The property is located a few feet away from where President Lincoln witnessed Confederate Troops marching toward the Capital. This is the only recorded incident of a U.S. President exposed to enemy fire while in office.
The acquisition will also help protect the Military Road School, one of the historic schools for African-American children during the era of segregated education.
Fort Stevens is part of the nation's largest urban unit of the NPS. It was slated for development into townhouses. At the last minute NPT was able to purchase the property from the developer and a local group that owned the property. NPT is holding the property until the NPS is able to purchase it.
"Preserving the cultural heritage of the Nation's Capital is important because it reflects the strength, valor, dignity and courage which have made our nation great," said Patricia A. Tyson, Secretary, Military Road School Alumni Association. "In our search to find an organization that understands and shares our interests, we found the National Park Trust. NPT was willing to act to keep this history intact."
"This property is a part of the NPT Capital Region Campaign for our nation which now will be added to our parklands", said Paul C. Pritchard, President of NPT. "Although it's a small piece of land it is essential to the history and heritage of our area that are intertwined in Rock Creek Park.
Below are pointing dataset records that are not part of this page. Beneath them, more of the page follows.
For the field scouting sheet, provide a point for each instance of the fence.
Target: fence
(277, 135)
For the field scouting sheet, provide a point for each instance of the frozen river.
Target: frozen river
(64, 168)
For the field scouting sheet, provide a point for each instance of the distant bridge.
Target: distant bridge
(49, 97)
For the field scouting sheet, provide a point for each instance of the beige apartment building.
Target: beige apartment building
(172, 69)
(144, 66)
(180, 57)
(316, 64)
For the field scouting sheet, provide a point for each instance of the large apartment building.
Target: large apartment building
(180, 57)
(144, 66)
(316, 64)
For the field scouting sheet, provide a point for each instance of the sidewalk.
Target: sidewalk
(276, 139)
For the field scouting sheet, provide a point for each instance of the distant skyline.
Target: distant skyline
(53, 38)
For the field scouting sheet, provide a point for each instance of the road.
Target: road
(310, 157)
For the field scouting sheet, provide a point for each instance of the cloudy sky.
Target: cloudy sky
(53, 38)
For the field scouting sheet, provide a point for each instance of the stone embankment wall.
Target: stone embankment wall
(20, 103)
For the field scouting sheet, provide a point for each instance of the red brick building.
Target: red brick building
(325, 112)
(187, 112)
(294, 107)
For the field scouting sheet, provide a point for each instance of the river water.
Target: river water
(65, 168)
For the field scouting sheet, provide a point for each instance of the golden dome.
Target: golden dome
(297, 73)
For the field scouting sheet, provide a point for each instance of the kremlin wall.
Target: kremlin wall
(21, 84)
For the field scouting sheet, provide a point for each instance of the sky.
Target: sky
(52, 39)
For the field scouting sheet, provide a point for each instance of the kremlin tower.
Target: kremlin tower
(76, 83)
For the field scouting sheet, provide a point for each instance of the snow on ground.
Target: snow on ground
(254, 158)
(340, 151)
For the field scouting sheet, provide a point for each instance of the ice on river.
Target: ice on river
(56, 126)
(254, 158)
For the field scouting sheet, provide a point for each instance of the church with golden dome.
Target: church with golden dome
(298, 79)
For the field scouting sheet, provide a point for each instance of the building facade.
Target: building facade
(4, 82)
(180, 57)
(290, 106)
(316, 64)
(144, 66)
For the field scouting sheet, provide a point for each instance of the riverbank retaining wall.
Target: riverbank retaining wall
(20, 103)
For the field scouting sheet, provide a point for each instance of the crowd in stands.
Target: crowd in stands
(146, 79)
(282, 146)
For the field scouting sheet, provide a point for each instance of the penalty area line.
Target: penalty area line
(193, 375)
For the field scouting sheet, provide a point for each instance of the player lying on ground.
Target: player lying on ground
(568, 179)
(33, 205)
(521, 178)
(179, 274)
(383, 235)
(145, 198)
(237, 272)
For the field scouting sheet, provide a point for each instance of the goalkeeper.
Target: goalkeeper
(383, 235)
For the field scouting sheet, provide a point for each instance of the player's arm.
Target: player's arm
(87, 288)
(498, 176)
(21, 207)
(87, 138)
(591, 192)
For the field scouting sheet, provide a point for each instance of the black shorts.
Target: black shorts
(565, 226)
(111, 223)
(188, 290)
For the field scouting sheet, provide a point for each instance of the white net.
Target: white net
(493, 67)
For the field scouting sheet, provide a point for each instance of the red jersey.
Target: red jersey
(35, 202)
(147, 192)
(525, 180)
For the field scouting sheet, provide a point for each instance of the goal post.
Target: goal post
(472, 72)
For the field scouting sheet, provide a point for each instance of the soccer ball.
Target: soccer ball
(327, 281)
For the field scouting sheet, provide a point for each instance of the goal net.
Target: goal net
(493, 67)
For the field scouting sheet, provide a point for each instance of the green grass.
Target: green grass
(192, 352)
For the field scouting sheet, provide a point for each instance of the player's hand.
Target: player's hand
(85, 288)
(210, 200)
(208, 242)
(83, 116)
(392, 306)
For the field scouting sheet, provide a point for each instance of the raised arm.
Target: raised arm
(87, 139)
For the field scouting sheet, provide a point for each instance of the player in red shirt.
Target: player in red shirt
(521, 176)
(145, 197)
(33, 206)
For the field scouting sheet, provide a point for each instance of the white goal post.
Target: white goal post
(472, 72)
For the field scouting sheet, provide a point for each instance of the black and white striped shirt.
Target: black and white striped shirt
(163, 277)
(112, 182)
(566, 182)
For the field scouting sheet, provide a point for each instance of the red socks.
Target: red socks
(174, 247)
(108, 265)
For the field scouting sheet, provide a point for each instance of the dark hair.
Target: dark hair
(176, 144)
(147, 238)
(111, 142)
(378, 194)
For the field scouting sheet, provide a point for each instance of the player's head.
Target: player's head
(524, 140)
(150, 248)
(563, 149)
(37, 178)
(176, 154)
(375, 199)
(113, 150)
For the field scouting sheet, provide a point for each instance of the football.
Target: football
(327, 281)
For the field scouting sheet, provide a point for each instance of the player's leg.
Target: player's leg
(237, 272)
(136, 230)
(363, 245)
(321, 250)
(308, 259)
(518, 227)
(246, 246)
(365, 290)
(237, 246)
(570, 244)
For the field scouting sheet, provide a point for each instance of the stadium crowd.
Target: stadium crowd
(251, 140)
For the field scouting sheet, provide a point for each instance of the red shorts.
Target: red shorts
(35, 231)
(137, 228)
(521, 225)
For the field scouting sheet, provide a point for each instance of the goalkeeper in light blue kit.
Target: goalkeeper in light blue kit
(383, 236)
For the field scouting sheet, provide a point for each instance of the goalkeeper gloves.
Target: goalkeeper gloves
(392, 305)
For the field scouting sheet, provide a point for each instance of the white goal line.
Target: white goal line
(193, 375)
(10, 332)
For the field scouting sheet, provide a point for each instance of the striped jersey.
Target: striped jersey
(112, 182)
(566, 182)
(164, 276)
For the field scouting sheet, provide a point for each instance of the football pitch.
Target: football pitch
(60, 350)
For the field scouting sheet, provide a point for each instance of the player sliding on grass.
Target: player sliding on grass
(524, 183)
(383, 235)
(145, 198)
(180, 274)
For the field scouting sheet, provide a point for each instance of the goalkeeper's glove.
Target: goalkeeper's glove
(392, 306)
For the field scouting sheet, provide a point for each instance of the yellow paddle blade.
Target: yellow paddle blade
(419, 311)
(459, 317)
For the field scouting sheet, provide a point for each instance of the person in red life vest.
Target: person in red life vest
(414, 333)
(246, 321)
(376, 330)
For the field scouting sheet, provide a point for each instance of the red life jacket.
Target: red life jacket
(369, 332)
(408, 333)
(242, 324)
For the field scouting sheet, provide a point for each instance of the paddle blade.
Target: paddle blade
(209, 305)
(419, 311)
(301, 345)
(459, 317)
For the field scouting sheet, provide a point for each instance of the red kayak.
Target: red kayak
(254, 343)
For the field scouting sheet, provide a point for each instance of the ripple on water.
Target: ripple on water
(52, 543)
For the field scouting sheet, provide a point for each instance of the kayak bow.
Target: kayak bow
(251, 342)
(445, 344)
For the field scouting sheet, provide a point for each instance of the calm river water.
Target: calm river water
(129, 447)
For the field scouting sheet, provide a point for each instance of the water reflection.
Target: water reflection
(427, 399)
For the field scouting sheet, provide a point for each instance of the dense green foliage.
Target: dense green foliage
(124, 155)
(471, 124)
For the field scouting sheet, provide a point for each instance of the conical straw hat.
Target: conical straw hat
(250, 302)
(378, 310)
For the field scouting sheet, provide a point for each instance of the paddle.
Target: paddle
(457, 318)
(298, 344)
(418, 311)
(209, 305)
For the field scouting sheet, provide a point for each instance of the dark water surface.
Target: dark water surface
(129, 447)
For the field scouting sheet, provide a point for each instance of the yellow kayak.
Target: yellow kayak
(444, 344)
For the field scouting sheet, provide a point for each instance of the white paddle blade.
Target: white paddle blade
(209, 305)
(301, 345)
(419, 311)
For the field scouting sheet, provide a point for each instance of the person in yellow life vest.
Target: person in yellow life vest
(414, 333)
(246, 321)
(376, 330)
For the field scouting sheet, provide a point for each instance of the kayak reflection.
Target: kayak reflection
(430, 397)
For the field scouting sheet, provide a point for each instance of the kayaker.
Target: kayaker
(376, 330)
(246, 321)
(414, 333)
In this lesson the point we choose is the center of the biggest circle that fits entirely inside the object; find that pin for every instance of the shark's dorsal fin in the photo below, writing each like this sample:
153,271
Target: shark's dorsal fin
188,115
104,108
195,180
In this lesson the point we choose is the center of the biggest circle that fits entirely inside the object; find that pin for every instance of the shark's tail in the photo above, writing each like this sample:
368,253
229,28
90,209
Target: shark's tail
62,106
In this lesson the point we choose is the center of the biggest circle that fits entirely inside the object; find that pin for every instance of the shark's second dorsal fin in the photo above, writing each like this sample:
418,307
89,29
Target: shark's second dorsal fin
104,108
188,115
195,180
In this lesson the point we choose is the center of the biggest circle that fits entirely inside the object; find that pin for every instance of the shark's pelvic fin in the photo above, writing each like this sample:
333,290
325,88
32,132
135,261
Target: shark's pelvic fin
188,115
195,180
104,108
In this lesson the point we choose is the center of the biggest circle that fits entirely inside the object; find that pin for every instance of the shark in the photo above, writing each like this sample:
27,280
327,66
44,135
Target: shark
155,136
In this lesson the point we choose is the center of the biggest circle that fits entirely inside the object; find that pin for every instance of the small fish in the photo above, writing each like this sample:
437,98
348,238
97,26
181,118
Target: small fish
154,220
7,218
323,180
Rock Creek is not only a geological resource but includes great sculpture work, civil war history, African-American history and other qualities that were envisioned as a critical part of this unique national park."
The National Park Trust is the only private land conservancy uniquely dedicated to preserving America's national system of parks, wildlife refuges, and historic monuments.
For more information contact:
National Park Trust (NPT)
- Thanks to your support, 2016 was a record-breaking year for Kids to Parks Day! Watch our KTP Day 2016 summary video.
Since 1983, NPT has supported and assisted in acquiring inholdings and in developing public and private partnerships to promote the acquisition and preservation of parks, wildlife refuges, historic landmarks, public lands, and water ways. We have completed more than 100 park projects benefiting 49 national park units and other public lands in 33 states. To learn more about about our work and how you can get involved, contact Dick Ring, NPT Park Projects Director.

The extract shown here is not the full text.